ParaVT: エージェント型ビデオ強化学習における並列ツール使用のためのツール事前分布パラドックスの克服

要旨

強化学習（RL）を用いて大規模マルチモーダルモデル（LMM）を訓練し、動画処理ツール（例：クロッピング）をネイティブに呼び出せるようにすることは、長時間動画理解の有望な手法となっている。しかし、既存のネイティブRL手法ではツール呼び出しを逐次的（すなわち1ターンに1回）に行うため、単一の誤ったクロップが修正されることなく誤差を伝播し、複数ターンにわたるツール呼び出しがコンテキストを汚染し、推論コストがターン数に比例して線形に増加する。本稿では、複数の時間窓クロップを1ターンで並列に実行し、よりクリーンなコンテキストと優れたフォールトトレランスを実現する、初のマルチエージェントエンドツーエンドRL訓練フレームワークであるParaVTを提案する。しかし、標準的なRLをParaVTに適用すると、「ツール事前分布パラドックス」と名付ける障害が明らかになる。これは、ツール探索を可能にする事前訓練済みツール事前分布が、コールドスタート時の構造的フォーマットを不安定化させ、温度サンプリング下でのツールスキップ報酬近道を露呈するという問題である。より弱い事前分布を持つLMMを用いたモデル間比較によりこの主張は裏付けられる。すなわち、フォーマットは安定を保つものの、RLによってツール呼び出しがゼロに誘導され、事前分布の強さがフォーマット崩壊とツール探索の両方を引き起こす共通の要因であることが示される。我々はPARA-GRPO（解析可能性アンカー型・比率ゲート型GRPO）を提案する。これは標準的なRLに、以下の2つの相補的なメカニズムを追加する。（i）崩壊しやすい構造的トークン位置のみに適用されるターゲット形式報酬、および（ii）プロンプトごとのフレーム予算ランダム化により、ツール呼び出しがスキップよりも測定可能な報酬信号をもたらす訓練プロンプトを生成する。6つの長時間動画理解ベンチマークにおいて、ParaVTはQwen3-VLベースラインに対して平均+7.9%の改善を示し、PARA-GRPOにより訓練時のフォーマット準拠度は0.13から0.64に向上した。ツール機能が現代のLMMにますます内在化されるにつれ、RLはその結果生じる事前分布と協調する必要があり、ParaVTはエージェンティックRLのための汎用的な手法を提供する。コード、データ、およびモデル重みは公開されている。

English

Training large multimodal models (LMMs) via reinforcement learning (RL) to natively invoke video-processing tools (e.g., cropping) has become a promising route to long-video understanding. However, existing native-RL methods dispatch tool calls sequentially (i.e., one per turn): a single wrong crop propagates errors without peer correction, multi-turn tool calls corrupt context, and inference cost scales linearly with the number of turns. We introduce ParaVT, the first multi-agent end-to-end RL-trained framework for Parallel Video Tool calling, dispatching multiple time-window crops in a single turn for cleaner context and better fault tolerance. Yet applying standard RL to ParaVT reveals an obstacle we term the Tool Prior Paradox: the pretrained tool priors that enable tool exploration also destabilize cold-started structural format and expose the skip-tool reward shortcut under temperature sampling. A cross-model contrast on a weaker-prior LMM supports this claim: format stays stable but RL elicits zero tool calls, indicating that prior strength is the shared driver of both format collapse and tool exploration.
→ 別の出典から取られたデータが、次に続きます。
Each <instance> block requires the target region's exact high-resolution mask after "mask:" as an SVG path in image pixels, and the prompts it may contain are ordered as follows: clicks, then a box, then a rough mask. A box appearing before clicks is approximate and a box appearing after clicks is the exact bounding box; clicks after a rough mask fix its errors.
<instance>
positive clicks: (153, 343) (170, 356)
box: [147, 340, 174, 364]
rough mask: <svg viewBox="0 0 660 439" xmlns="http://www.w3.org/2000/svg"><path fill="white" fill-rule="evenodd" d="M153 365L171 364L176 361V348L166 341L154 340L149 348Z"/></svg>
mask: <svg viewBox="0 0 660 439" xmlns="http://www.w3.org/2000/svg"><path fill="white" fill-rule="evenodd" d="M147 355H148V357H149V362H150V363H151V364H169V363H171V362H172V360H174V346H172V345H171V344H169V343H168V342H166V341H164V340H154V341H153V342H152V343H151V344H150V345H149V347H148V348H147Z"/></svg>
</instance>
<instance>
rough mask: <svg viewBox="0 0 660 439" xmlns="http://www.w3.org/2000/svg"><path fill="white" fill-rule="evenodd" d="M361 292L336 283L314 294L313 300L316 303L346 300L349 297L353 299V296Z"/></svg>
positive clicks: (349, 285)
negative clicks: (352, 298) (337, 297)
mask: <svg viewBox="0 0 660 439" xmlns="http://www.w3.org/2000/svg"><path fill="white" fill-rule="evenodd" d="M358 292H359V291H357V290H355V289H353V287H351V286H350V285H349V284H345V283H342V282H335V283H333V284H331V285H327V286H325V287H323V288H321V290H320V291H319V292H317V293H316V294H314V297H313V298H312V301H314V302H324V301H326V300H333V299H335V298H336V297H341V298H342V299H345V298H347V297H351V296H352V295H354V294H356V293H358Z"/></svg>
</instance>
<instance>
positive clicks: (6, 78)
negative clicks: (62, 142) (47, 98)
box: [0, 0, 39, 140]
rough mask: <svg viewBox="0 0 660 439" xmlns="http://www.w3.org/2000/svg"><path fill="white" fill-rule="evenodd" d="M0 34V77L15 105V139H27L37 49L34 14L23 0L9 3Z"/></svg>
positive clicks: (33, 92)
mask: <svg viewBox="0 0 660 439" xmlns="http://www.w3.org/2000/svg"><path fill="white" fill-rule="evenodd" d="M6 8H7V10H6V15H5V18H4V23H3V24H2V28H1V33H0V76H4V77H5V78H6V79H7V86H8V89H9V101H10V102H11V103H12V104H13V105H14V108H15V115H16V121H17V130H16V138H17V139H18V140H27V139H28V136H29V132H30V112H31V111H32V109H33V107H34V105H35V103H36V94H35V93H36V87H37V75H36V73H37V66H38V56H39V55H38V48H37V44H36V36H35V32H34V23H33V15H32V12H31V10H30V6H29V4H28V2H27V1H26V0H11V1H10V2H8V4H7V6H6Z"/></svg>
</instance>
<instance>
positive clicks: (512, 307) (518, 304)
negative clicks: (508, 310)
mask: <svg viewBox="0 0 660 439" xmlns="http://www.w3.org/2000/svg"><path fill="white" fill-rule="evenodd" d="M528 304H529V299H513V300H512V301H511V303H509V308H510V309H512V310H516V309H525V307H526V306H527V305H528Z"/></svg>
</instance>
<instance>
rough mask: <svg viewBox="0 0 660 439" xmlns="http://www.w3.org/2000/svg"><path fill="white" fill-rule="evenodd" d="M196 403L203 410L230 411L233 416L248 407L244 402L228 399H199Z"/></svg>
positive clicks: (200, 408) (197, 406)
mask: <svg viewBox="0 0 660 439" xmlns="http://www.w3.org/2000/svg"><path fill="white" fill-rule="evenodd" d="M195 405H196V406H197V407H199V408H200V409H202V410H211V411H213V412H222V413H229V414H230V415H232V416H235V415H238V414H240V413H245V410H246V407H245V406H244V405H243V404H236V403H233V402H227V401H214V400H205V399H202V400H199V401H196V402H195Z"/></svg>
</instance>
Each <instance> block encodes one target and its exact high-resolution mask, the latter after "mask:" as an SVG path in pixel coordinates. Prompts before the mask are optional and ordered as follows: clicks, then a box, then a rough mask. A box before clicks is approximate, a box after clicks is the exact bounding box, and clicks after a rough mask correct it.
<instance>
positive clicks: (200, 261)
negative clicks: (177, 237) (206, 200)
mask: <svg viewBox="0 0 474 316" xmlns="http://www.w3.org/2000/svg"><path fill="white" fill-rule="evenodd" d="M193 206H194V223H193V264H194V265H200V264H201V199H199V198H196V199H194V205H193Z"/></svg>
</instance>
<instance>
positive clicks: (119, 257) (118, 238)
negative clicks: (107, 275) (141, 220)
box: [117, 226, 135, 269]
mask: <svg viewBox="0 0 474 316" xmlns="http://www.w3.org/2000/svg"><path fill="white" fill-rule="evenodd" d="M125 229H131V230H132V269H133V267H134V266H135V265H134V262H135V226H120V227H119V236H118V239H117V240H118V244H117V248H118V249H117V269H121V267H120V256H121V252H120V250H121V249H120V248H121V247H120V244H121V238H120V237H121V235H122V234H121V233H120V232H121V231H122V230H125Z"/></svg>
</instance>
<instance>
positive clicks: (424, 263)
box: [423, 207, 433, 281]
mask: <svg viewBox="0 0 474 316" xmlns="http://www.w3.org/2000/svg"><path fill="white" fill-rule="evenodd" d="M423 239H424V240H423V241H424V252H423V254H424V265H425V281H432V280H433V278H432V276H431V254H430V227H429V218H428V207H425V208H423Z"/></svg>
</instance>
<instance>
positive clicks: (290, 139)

We propose PARA-GRPO (Parseability-Anchored and Ratio-gAted GRPO), which augments standard RL with two complementary mechanisms: (i) a targeted format reward applied only at the structural-token positions most prone to collapse, and (ii) a per-prompt frame-budget randomization that creates training prompts where calling the tool yields a measurable reward signal over skipping it. Across six long-video understanding benchmarks, ParaVT improves over the Qwen3-VL baseline by +7.9% on average, with PARA-GRPO lifting training-time format compliance from 0.13 to 0.64. As tool capabilities become increasingly internalized in modern LMMs, RL must cooperate with the resulting priors, and ParaVT offers a general recipe for agentic RL. Code, data, and model weights are publicly available.